Entre estas tecnologías, la conducción autónoma recibió la mayor cantidad de fondos. Las soluciones para compartir obtuvieron el segundo lugar, con alrededor de un tercio de los fondos, sorprendentemente poco, dada la atención de los medios.

En ambas áreas, las inversiones estuvieron dominadas por algunas grandes inversiones en grandes empresas (por ejemplo, Didi, Mobileye y Uber); la conducción autónoma también tenía una larga cola de pequeñas inversiones en nuevas empresas tecnológicas.

La imagen es muy diferente en el clúster de conectividad, donde las inversiones se han centrado casi exclusivamente en pequeñas y medianas empresas especializadas. Las inversiones en electrificación y almacenamiento de energía son más pequeñas que las inversiones en otras tecnologías, muy probablemente porque las compañías automotrices están invirtiendo en estas tecnologías internamente.

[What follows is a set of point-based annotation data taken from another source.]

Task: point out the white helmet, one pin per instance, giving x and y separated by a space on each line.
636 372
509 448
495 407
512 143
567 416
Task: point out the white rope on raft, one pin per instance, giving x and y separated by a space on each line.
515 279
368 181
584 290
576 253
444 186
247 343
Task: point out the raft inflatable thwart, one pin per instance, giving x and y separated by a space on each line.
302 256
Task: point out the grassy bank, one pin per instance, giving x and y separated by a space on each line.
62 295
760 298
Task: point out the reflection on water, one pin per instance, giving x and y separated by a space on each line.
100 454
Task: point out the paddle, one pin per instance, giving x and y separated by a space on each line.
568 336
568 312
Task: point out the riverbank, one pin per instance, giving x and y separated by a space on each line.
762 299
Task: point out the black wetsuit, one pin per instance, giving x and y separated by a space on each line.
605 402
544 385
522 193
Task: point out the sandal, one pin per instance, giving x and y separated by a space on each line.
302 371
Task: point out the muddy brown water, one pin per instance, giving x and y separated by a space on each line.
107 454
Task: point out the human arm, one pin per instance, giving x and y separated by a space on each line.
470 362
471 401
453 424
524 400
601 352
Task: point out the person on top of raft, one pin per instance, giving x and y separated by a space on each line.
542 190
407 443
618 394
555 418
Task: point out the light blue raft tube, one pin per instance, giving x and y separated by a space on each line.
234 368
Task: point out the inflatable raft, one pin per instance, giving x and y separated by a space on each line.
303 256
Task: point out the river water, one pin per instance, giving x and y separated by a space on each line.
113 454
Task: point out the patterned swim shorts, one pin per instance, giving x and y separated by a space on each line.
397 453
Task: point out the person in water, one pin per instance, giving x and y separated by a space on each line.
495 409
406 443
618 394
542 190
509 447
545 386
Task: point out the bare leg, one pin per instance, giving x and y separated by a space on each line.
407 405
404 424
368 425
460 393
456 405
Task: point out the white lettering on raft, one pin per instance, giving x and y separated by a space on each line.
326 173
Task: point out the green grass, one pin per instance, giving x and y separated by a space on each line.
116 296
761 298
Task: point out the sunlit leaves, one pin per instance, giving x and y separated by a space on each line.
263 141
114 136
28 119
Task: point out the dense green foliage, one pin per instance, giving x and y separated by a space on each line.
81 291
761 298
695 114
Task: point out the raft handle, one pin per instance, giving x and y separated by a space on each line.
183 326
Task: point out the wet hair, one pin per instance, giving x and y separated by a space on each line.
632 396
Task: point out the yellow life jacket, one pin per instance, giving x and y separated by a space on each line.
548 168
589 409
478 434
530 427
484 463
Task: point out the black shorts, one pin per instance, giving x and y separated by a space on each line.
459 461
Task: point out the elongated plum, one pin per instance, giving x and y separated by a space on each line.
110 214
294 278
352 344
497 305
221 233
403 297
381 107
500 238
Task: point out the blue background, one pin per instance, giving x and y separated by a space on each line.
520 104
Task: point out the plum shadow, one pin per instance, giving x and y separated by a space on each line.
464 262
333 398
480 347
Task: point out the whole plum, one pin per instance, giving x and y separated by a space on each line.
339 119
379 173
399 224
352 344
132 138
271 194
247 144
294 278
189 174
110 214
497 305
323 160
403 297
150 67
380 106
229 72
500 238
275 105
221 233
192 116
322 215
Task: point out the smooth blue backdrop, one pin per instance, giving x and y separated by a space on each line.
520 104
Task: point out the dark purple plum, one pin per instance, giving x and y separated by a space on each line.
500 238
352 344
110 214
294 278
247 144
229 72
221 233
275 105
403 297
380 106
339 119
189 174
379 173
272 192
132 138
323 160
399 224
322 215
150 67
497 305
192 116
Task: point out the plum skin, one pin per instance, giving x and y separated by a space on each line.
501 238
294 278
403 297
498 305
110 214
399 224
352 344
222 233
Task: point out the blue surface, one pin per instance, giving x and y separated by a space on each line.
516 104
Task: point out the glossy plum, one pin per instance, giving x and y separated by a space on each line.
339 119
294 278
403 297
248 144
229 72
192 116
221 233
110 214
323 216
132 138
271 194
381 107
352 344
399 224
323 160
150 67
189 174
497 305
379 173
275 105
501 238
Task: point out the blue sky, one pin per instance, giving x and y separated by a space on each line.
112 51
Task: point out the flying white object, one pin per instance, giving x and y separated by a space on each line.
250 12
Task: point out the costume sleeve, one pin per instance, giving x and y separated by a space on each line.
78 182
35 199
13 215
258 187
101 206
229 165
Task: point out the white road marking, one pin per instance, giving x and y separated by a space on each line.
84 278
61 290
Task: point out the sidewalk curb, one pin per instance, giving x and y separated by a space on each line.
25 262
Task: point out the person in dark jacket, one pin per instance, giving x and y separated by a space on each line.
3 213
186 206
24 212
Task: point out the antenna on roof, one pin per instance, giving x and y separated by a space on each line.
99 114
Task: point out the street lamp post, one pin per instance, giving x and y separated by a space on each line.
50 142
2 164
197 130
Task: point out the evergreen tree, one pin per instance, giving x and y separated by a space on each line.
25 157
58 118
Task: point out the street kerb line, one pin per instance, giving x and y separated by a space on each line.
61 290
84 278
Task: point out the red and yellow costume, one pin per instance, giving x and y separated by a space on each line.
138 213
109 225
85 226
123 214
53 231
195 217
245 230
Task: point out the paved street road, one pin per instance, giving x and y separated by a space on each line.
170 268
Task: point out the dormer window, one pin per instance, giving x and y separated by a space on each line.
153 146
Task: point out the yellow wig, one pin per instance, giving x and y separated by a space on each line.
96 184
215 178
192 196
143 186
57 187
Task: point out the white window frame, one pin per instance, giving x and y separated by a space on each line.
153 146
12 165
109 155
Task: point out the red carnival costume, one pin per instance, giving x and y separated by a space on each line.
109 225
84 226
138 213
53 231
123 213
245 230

El análisis también revela fuertes vínculos entre los diferentes conglomerados de ACES (como lo muestra su proximidad en el mapa de nodos), que enfatiza la amplia aplicación de las tecnologías subyacentes.

Por ejemplo, el aprendizaje automático es la tecnología subyacente para el software de conducción autónoma y de reconocimiento de voz, entre otros. Esto sugiere que las empresas deberían considerar las oportunidades a la luz de la tecnología que se utilizará en lugar de las ofertas que se desarrollarán.

No es de extrañar que más de la mitad de las nuevas empresas que actualmente reciben inversiones tengan su sede en Estados Unidos, lo que implica tanto el número de empresas como el volumen de inversión. China sigue y Europa está muy rezagada. Pero como muestran los datos de SILA, un ecosistema de movilidad está tomando forma rápidamente en todo el mundo.

Este ecosistema es más que solo Automotive Industry 2.0. Liderar en el nuevo paisaje requerirá competir con múltiples jugadores nuevos -muchos que no provienen de un entorno automotriz tradicional- e integrar diferentes capacidades.

Para los OEM y proveedores tradicionales, así como para los nuevos participantes, será esencial adoptar una mentalidad de ecosistema.

Hace poco más de100 años, Ford creó una compañía de autos utilitarios para uso masivo. Hoy, la empresa sigue en pie con ciertas dificultades, y la industria vive una revolución.